Once someone set up a tour and wouldn't let me leave until I paid them 3k bells. I screwed around with them for a little bit then flicked the wireless switch (lol I lost my Napoleonfish, but I didn't care, at least the dumb troll didn't get my bells!)


----------



## Monobear (Sep 23, 2013)

Gummysaur said:


> Once someone set up a tour and wouldn't let me leave until I paid them 3k bells. I screwed around with them for a little bit then flicked the wireless switch (lol I lost my Napoleonfish, but I didn't care, at least the dumb troll didn't get my bells!)





Jesus, that's an incredible way of handling it! So you pretty much...trolled the troll. And good on you, mate. Give'em a taste of their own medicine, hahaha!


----------



## Gummysaur (Sep 23, 2013)

Short little conversations they had with me:

Me: Stop trying to scam me. I'm not falling for it.
Troll: Yes you are
Me: No I'm not.
Troll: 10-year-old
Me: Nope
Troll: whoops sorry 8-year-old
Me: ....Nope, I just turned three! 

*Troll: Cutting down all the trees on the island, probably so I can't catch any bugs.*
*Me: Picks up all the coconuts the trees drop and thanks the troll for the free fruit.*

*Me: Catching a big fish*
*Troll: Attempts to scare it off*
*Me: Catches it as soon as they race by me*

It was actually scary since I forgot about the wireless switch at first. Actually, the way I did it was I walked into the hallway, where the Wi-fi is weak, and the connection snapped. xD

Edit; Why on earth would you try to troll/scam someone on a children's game? Lamest life goal I've ever seen in a while.


----------



## rosiekitty405 (Sep 23, 2013)

matt said:


> I don't mind trolls, they look a bit ugly though. I have never seen one on tortimer island though! Where are they? under the bridge? How do I find one? get one of my billygoats to walk across the bridge or something?


Lol!!! :O

I ran into ******** people who act immature but never a troll. Lol!


----------



## Dembonez19 (Sep 23, 2013)

I only go to Club Tortimer to tan, so if they cut down trees, jokes on them. I don't care.

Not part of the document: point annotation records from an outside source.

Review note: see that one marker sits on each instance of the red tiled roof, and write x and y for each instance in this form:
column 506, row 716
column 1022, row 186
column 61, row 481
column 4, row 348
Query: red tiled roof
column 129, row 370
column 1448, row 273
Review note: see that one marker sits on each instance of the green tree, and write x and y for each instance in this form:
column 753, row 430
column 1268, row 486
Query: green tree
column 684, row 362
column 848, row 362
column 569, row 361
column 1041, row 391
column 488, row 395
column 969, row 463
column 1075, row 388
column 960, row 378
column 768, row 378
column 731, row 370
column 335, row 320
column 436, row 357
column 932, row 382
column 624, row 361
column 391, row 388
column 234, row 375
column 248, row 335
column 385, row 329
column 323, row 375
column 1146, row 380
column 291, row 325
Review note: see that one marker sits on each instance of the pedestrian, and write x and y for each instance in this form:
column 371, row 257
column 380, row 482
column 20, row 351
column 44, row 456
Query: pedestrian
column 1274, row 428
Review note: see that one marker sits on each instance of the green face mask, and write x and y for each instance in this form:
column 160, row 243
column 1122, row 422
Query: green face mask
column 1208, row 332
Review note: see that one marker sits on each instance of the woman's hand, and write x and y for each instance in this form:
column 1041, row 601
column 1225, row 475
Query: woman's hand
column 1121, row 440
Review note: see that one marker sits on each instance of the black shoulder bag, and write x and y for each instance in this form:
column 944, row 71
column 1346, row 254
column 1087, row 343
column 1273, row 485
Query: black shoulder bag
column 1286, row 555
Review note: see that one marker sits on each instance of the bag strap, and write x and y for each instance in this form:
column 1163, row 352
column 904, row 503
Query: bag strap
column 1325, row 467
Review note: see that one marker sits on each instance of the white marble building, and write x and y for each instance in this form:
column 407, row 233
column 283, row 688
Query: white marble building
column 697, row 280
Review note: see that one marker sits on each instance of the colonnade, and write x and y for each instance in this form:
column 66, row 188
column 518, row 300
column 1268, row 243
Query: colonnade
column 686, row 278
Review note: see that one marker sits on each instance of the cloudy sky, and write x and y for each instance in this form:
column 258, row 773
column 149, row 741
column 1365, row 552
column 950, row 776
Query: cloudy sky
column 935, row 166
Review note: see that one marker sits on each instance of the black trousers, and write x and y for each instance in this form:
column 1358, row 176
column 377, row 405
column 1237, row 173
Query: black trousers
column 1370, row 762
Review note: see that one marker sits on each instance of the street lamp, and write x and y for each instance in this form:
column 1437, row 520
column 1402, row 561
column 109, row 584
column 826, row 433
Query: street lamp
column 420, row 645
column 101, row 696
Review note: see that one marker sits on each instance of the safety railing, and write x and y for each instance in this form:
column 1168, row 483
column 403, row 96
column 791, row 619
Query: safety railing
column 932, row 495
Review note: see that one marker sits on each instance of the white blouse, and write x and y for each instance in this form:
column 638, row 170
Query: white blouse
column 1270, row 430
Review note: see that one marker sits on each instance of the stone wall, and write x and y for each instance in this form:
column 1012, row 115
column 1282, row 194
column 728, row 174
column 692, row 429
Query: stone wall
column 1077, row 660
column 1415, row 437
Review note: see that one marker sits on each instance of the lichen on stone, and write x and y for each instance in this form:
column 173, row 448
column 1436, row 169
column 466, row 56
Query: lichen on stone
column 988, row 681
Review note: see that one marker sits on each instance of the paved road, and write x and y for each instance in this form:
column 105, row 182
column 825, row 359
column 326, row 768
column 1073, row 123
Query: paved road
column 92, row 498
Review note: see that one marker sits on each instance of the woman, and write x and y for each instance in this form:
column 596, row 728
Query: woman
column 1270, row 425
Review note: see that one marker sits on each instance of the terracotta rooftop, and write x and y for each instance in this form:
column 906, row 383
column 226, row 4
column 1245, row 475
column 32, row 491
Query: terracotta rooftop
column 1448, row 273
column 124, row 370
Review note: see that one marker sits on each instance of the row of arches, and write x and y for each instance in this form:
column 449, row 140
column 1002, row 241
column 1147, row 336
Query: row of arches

I haven't had anyone prevent me from leaving though which is good. Not that it matters anyway since escape is just a wi-fi switch away. They're annoying, but whatever. They can't do much to bother me.


----------



## Croconaw (Sep 23, 2013)

I used to visit a lot but not so much anymore. I'll try visiting again soon!


----------



## rosiekitty405 (Sep 23, 2013)

Forgot to say about when I was there. 
I have ran into a lot of trolls. At least 10.
I'll just say the most interesting top 2.

Story 1
I wore the cat costume there so they wanted it.
Me:Hi *greeting emote*
Her: Hi I like your outfit.
Me : thx its really easy to get.
Her: give it!
Me: no its fairly easy.
Her: no I don't have bells.
Me: how did you get here?
Her: that doesn't mean anything!
Give me your costume.
I then remove it. Put on a dress pattern,
Removed shoes and cap,and dropped it.

Her: yay!
Me: enjoy your outfit
Her: I already have it but
I don't feel like reordering it.
That's why I had you five me yours.
Me:*flips switch

Story 2

Me:Hi
Him:Why hello
Me: How old are you?
Him:12
Me : me 2!
Him: cool.
Can I have your #?
Me: why?
Him : so you can send me "pics"
Me: hell no
Him: why?!
Me:  I'm taken and that's gross.  
Him: why I have a six pack with a 
Good package .
I hit that wifi switch in a jiffy after that and just about puked!


----------



## Byngo (Sep 24, 2013)

rosiekitty405 said:


> Him: why I have a six pack with a
> Good package .



Lol, he's 12 and he has a six pack? _Right._

Who knows, he could have easily lied about his age. lol I had a similar occurance, I gave a random number I thought of and then left.


----------



## Music_123 (Sep 24, 2013)

some people lie too much on this game,especially about age


----------



## Mailis (Sep 24, 2013)

Oh, someone wanted me to send him my "pics" too. And when he asked my age, I lied. I said that I'm a 99 years old grandma. Then I started to tell him about my grandchildren and the old good times I had in 1925. He found me extremely boring and left.


----------



## Gummysaur (Sep 24, 2013)

Mailis said:


> Oh, someone wanted me to send him my "pics" too. And when he asked my age, I lied. I said that I'm a 99 years old grandma. Then I started to tell him about my grandchildren and the old good times I had in 1925. He found me extremely boring and left.



lol xD

I go to Club Tortimer only if I'm bored or I want a special item xD


----------



## Rainbell (Sep 24, 2013)

Lol i've been to the island only 5 times, some of the people there just creep me out.

The first time i went, i don't know if he was a troll or just a kid, but he kept asking me my age and way to personal questions.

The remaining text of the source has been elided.